Turkey Vultures have many of the typical characteristics of vultures – they only eat carrion, have a bare fleshy head and acute sight that allows them to spot carrion from a substantial distance.
One characteristic of Turkey Vultures that is unusual among birds is that they have a very strong sense of smell that enables them to locate their dead and decaying food that might otherwise be obscured from sight within forests.
Clumsy when on the ground, these birds are beautiful to watch when soaring on a thermal or on the wind and characteristically have a swinging or jinking flight when lower to the ground or in forested areas. At height their flight is effortless and they cover large areas looking for food.
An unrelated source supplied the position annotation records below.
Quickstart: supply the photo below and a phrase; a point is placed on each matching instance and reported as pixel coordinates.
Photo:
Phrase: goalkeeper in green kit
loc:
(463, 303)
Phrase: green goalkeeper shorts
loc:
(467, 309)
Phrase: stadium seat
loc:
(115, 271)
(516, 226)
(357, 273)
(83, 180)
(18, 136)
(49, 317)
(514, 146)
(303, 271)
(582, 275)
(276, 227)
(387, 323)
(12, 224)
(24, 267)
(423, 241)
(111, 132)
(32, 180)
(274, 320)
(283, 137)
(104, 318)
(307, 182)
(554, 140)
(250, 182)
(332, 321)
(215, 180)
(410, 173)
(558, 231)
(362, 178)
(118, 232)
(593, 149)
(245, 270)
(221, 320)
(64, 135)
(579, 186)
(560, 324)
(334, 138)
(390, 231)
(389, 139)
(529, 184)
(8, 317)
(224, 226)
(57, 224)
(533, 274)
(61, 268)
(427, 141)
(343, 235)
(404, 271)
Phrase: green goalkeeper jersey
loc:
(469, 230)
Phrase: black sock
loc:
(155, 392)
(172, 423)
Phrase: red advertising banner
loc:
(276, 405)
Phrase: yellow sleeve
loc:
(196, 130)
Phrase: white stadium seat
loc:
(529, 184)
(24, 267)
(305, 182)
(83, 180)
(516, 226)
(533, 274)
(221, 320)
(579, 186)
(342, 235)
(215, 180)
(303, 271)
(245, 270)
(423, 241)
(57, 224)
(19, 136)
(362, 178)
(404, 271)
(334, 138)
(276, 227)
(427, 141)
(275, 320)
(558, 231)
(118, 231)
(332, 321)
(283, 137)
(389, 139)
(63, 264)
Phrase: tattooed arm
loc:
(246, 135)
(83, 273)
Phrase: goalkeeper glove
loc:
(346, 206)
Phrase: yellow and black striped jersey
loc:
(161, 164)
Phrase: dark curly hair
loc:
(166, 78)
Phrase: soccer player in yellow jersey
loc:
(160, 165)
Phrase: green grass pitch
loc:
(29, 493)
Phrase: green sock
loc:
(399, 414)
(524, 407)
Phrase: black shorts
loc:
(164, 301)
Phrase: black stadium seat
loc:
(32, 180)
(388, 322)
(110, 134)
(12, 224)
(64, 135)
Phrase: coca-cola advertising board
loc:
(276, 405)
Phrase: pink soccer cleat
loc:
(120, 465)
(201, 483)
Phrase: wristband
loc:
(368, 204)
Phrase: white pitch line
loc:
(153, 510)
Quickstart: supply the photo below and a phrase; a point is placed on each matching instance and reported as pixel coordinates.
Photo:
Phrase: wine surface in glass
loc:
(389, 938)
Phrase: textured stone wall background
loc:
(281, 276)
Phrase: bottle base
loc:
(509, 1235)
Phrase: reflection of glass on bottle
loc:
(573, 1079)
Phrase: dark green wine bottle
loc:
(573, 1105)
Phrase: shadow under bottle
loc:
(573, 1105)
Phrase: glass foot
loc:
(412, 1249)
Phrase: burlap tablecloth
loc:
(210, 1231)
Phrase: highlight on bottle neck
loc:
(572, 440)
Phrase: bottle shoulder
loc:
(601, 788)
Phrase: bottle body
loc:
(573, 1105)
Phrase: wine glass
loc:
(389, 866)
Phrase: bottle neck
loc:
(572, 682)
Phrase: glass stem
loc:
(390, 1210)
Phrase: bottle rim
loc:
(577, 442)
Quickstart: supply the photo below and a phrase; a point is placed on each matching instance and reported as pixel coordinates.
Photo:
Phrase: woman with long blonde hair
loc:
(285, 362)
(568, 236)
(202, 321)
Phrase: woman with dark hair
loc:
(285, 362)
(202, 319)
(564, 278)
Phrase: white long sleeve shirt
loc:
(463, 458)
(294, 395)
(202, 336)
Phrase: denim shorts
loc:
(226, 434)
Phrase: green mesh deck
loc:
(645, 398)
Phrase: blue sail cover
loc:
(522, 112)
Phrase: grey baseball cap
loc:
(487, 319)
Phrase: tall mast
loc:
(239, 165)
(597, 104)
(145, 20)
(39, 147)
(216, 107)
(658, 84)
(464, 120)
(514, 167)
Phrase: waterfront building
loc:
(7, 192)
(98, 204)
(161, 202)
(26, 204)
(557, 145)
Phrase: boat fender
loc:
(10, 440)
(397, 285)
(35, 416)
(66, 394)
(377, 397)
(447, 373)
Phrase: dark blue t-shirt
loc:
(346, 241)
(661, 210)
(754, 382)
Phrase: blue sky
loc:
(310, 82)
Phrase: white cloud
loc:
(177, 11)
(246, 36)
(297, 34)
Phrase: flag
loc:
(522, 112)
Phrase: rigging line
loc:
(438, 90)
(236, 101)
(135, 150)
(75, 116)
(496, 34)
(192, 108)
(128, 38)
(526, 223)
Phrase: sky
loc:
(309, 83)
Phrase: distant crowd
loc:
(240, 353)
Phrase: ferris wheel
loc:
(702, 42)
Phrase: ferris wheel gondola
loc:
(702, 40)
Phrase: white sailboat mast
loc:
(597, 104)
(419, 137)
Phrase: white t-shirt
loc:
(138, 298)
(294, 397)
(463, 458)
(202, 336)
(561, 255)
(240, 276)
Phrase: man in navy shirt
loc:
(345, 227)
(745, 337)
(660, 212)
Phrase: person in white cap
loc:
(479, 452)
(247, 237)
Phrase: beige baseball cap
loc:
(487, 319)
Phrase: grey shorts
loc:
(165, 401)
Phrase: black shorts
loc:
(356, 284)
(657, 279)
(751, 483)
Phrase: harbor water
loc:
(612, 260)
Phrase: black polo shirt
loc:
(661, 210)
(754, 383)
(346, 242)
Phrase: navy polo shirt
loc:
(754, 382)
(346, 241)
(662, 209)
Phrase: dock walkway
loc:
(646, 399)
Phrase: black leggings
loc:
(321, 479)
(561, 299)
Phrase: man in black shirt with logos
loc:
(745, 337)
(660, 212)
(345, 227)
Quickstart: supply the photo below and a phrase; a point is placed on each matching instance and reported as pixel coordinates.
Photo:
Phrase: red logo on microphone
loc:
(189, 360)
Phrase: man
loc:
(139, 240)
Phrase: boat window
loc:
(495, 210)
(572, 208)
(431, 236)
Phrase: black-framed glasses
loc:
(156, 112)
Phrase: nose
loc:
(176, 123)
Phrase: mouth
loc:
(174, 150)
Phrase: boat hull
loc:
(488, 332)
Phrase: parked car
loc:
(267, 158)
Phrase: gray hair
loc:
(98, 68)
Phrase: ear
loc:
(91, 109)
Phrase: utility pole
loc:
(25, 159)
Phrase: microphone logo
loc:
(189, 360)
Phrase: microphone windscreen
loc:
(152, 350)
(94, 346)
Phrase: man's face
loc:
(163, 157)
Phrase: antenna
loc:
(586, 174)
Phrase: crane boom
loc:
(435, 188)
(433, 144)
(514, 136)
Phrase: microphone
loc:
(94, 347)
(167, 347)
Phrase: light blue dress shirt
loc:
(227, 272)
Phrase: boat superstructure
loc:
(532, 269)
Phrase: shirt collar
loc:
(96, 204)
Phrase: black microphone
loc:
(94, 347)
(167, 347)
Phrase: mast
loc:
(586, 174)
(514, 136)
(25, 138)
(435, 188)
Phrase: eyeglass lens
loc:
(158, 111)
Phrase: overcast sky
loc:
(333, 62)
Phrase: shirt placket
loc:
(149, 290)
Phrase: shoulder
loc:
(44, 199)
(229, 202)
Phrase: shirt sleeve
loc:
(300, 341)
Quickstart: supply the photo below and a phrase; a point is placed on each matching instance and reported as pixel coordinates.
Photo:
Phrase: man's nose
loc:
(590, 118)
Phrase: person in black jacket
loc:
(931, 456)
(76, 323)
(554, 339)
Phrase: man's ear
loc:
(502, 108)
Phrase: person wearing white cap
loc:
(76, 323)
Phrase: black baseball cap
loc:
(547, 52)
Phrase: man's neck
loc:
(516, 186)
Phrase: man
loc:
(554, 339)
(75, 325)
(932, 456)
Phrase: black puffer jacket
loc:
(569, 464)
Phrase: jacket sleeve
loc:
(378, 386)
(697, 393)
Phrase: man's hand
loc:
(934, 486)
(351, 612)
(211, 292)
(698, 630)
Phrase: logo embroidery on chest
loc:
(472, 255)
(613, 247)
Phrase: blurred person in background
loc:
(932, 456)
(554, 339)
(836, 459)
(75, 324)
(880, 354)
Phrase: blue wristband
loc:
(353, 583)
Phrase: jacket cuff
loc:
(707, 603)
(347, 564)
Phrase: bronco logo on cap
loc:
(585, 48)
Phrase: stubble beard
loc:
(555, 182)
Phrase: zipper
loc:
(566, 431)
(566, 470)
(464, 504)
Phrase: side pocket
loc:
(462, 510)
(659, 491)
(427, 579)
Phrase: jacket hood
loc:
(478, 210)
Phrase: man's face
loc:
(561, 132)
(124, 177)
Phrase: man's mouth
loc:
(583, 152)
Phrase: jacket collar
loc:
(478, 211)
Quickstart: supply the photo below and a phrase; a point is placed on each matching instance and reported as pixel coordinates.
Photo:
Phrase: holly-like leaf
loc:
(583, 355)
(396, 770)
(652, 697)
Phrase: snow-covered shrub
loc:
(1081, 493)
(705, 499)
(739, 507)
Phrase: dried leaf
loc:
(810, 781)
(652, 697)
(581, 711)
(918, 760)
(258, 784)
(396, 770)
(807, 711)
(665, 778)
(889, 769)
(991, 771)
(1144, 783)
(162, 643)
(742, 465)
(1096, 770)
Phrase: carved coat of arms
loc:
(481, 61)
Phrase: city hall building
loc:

I have a couple of reference books on American Indian legends and stories in my library at home in Yuendumu but, as I’m in Baton Rouge I can’t get to them – so for now here is some information I found at Paul Frost’s page:
In American Indian mythology, it was believed that the sun was originally much closer to the earth & was in danger of burning it up. First the fox unsuccessully tried to pull the sun away in its mouth, accounting for the black inside of its mouth. Next the opossum unsuccessully tried to pull the sun away with its tail, accounting for the hairless tail. Finally a beautiful fully feathered vulture successfully pushed the sun away from the earth with its head, thus becoming bald for eternity.
The Pueblo Indians believed the vulture to be a symbol of purification, using the feathers of the Turkey Vulture to remove evil influences from people & objects.
The return of the Turkey Vulture after winter was believed to signify the end of frosts. They often return to their summer feeding grounds precisely on the Vernal Equinox, the winter migration often starts around the Autumnal Equinox.
Wearing a feather of a Black Vulture (Coragyps atratus – meaning “vulture dressed in black”) was believed to prevent rheumatism.
Paul also notes that he has:
…come across two meanings for the scientific name, Cathartes aura. Both take the first part as deriving from the Greek “katharsis” meaning to purify or to cleanse. One meaning takes the second part to derive from the latin “aureus” meaning golden, so the full name meaning “golden purifier“. The other definition takes the second part to derive from the greek “aura“, meaning breeze, so the full name meaning “cleansing breeze“. I can find no definitive confirmation of which is correct. One other translation takes the first part to mean “pacifier“, but I can find no alternate derivation & it is stretching the commonly used meaning of catharsis.